Only Reps. Derrick Graham, D-Frankfort, and Reginald Meeks, D-Louisville, voted “no” on Senate Bill 45 filed by Sen. Chris McDaniel, R-Taylor Mill, which also had bipartisanship sponsorship as Republicans Joe Bowen, Danny Carroll, C. B. Embry Jr., Chris Girdler, Mike Wilson and Max Wise were joined as cosponsors by Louisville Democrat Perry Clark.
Opening up the legislators’ pension plan, which, mysteriously, is the healthiest of Kentucky’s retirement funds – while the Kentucky Employees Retirement System teeters on the verge of insolvency – would shed much-needed light on how part-time politicians collect $40,000 legislative salaries but retire with six-and-seven-figure publicly funded, but secretly maintained, pensions.
Even committee chairman Brent Yonts, D-Greenville, a vocal opponent of shining the light on the commonwealth’s crisis-ridden pension systems, voted “yes” to giving citizens access to information regarding his own retirement benefits.
Amazing, isn’t it, what can happen during political full moons known as election years?
The fact that it’s campaign season likely is the reason House Speaker Greg Stumbo, D-Prestonsburg, and Majority Floor Leader Rocky Adkins, D-Sandy Hook, made sure all 100 House members didn’t get to – or have to, depending on each lawmaker’s perspective – vote on SB 45.
Adkins in 2005 voted for House Bill 299 – also known as the “Greed Bill” – when it passed with overwhelming support from both parties.
Stumbo as a result of HB 299 stands to reap an estimated lifetime legislative-pension windfall of $1.2 million – the difference in the amount he’ll amass should he fulfill his life expectancy versus what he would have gotten without the spike provided by the Greed Bill.
HB 299 allows Stumbo to use his three highest years’ of salary when he was attorney general in determining the size of his legislative pension rather than the much-smaller paycheck he received during his 31 years in the General Assembly.
While I don’t profess to understand how brown cows eat green grass and produce white milk, how many Kentucky taxpayers can possibly comprehend how a part-time politician earns a $40,000 salary, becomes attorney general for four years in an entirely different branch of government and winds up raking in millions in legislative-pension payments?
Putting transparency of politicians’ pensions to a vote on the House floor during an election season would have placed recalcitrant members of both parties who want to maintain Frankfort’s good-ole-boy secrecy in a tough spot.
These are mostly political dinosaurs who don’t want to open the blinds; they also don’t want a political challenger for their seat calling them on their opposition to open and accountable government.

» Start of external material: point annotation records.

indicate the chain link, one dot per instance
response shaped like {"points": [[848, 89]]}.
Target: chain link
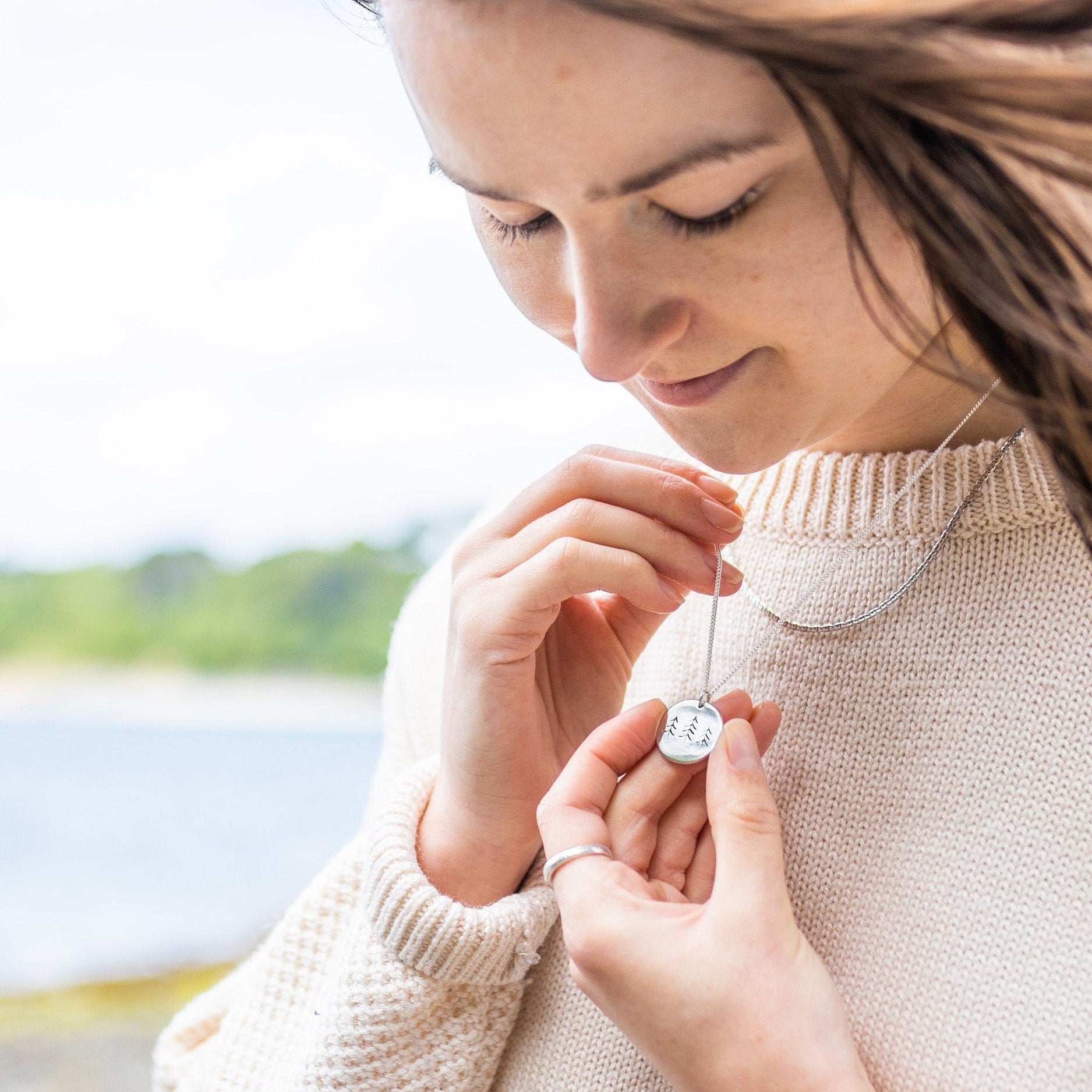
{"points": [[780, 620]]}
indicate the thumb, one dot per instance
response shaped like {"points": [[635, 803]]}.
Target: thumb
{"points": [[743, 816]]}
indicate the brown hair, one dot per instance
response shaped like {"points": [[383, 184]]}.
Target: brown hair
{"points": [[972, 119]]}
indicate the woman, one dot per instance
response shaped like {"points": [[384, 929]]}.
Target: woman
{"points": [[667, 188]]}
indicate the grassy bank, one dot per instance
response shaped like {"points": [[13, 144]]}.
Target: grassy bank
{"points": [[308, 611], [72, 1009]]}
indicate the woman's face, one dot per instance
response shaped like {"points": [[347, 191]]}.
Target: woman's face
{"points": [[659, 208]]}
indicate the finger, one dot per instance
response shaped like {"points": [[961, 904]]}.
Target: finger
{"points": [[766, 720], [569, 567], [671, 553], [676, 839], [664, 489], [702, 872], [648, 794], [572, 812], [751, 876]]}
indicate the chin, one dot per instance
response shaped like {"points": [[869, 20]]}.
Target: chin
{"points": [[722, 445]]}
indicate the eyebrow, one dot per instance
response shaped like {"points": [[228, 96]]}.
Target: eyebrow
{"points": [[719, 151]]}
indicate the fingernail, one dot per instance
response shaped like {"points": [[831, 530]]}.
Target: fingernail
{"points": [[743, 750], [676, 595], [731, 577], [720, 515], [716, 489]]}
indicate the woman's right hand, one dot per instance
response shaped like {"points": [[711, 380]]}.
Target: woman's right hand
{"points": [[536, 661]]}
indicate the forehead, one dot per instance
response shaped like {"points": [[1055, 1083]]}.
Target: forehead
{"points": [[543, 93]]}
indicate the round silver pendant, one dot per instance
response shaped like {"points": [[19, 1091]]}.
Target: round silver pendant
{"points": [[690, 731]]}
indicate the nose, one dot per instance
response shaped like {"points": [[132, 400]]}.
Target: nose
{"points": [[621, 320]]}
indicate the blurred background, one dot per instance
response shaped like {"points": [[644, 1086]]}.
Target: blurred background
{"points": [[256, 375]]}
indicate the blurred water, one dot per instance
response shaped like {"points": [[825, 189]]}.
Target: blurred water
{"points": [[125, 851]]}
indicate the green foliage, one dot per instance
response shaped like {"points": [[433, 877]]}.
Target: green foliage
{"points": [[306, 611]]}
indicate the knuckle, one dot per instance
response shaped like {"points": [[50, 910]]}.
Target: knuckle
{"points": [[595, 450], [546, 812], [569, 552], [589, 947], [672, 489], [576, 469], [756, 812], [468, 550], [580, 513]]}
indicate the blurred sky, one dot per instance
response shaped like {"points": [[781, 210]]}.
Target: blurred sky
{"points": [[235, 310]]}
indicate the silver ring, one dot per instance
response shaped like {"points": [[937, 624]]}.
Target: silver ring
{"points": [[566, 856]]}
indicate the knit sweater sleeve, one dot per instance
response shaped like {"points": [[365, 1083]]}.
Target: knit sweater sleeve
{"points": [[374, 980]]}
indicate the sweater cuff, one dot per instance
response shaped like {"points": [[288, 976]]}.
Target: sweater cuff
{"points": [[429, 932]]}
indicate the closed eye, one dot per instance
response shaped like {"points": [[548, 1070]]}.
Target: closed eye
{"points": [[706, 225], [718, 221], [513, 233]]}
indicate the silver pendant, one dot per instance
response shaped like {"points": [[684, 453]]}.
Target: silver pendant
{"points": [[690, 731]]}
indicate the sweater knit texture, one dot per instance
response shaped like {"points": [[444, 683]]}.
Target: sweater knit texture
{"points": [[934, 778]]}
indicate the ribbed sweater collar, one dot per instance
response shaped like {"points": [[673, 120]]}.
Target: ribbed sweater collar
{"points": [[830, 496]]}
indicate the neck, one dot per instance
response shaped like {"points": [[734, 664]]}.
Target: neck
{"points": [[922, 408]]}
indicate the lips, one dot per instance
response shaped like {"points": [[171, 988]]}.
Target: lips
{"points": [[691, 393]]}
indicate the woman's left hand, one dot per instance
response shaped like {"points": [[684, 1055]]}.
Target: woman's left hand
{"points": [[706, 972]]}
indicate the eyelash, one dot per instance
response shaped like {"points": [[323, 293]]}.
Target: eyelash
{"points": [[708, 225]]}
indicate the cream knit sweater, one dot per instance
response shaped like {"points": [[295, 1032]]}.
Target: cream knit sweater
{"points": [[934, 776]]}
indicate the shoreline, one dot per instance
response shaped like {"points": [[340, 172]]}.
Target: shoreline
{"points": [[94, 697]]}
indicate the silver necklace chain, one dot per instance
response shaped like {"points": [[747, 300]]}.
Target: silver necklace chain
{"points": [[780, 620]]}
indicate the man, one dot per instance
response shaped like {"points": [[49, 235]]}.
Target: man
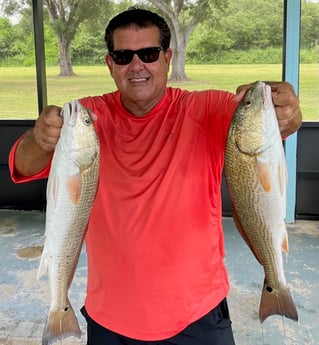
{"points": [[154, 242]]}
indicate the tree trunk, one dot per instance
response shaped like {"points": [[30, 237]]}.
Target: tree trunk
{"points": [[66, 69], [179, 56], [178, 65]]}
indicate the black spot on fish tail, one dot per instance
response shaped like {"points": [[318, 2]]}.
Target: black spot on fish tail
{"points": [[277, 302], [59, 325]]}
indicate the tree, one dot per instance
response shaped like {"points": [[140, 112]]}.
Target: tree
{"points": [[182, 18], [66, 17]]}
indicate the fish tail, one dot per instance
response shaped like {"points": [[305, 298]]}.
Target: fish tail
{"points": [[277, 301], [59, 325]]}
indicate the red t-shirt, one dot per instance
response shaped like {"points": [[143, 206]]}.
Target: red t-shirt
{"points": [[154, 242]]}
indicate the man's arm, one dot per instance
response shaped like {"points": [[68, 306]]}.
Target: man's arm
{"points": [[286, 104], [35, 149]]}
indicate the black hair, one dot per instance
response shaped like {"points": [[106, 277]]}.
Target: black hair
{"points": [[141, 18]]}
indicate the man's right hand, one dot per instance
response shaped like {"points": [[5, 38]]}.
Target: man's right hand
{"points": [[47, 128], [35, 149]]}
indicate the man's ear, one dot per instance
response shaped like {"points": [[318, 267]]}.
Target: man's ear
{"points": [[109, 61]]}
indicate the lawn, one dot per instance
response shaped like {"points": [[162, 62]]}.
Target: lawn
{"points": [[18, 96]]}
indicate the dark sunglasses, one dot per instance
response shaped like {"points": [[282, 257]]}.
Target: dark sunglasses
{"points": [[125, 56]]}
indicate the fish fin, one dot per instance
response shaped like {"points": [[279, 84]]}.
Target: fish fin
{"points": [[285, 245], [263, 174], [43, 266], [243, 234], [74, 186], [61, 324], [277, 302]]}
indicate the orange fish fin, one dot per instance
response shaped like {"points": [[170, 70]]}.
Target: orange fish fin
{"points": [[277, 302], [74, 186], [43, 266], [61, 324], [263, 174], [243, 234]]}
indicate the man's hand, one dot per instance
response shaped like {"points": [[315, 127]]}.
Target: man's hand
{"points": [[35, 149], [47, 128], [286, 104]]}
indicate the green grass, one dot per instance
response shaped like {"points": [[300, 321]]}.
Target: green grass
{"points": [[18, 95]]}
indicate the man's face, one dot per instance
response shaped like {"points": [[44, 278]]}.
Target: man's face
{"points": [[142, 85]]}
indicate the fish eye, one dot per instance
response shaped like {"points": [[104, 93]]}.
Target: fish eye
{"points": [[247, 103], [87, 120]]}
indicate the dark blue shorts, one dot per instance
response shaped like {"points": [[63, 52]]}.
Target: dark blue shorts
{"points": [[212, 329]]}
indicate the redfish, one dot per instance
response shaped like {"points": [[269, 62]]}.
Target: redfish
{"points": [[256, 176], [71, 190]]}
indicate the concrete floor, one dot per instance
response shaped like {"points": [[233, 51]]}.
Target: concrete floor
{"points": [[24, 301]]}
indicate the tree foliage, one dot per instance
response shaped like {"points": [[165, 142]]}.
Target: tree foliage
{"points": [[243, 26], [183, 16]]}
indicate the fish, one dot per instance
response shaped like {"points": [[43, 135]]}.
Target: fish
{"points": [[256, 178], [71, 190]]}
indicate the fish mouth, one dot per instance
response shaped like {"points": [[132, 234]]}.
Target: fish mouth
{"points": [[266, 96], [138, 80]]}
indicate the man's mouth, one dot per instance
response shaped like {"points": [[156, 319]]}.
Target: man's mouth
{"points": [[139, 79]]}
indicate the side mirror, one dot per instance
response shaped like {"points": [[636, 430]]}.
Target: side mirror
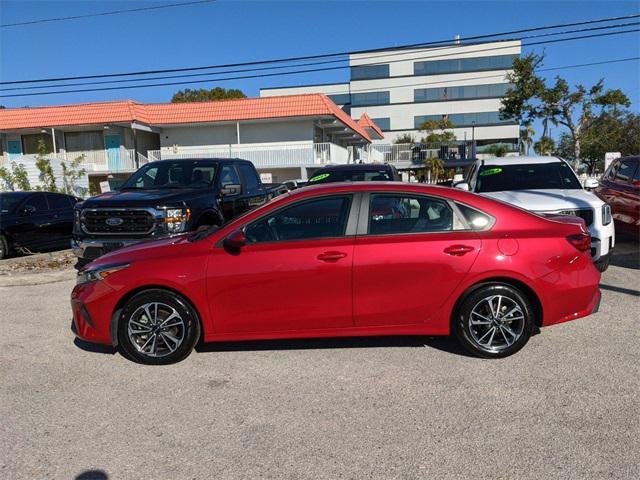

Putting transparency for a vote before the entire House just ahead of an election would have successfully forced an overwhelming majority of lawmakers to do the right thing – even if for impure reasons.
Since Stumbo didn’t call the bill for a vote by the entire House, politicians like Yonts and Speaker Pro Tem Rep. Jody Richards, D-Bowling Green, who voted “yes” in committee but failed to provide leadership needed to move the legislation to the floor for a vote, can go home and campaign on claims they support openness while breathing a sigh of political relief that most of their colleagues were denied the opportunity to weigh in.
As a result, taxpayers still don’t know how many pension checks Richards will collect thanks to his 40-year rumble in Frankfort, during the latter part of which Kentucky’s retirement systems – with the exception of the politicians’ plan – has spiraled downward.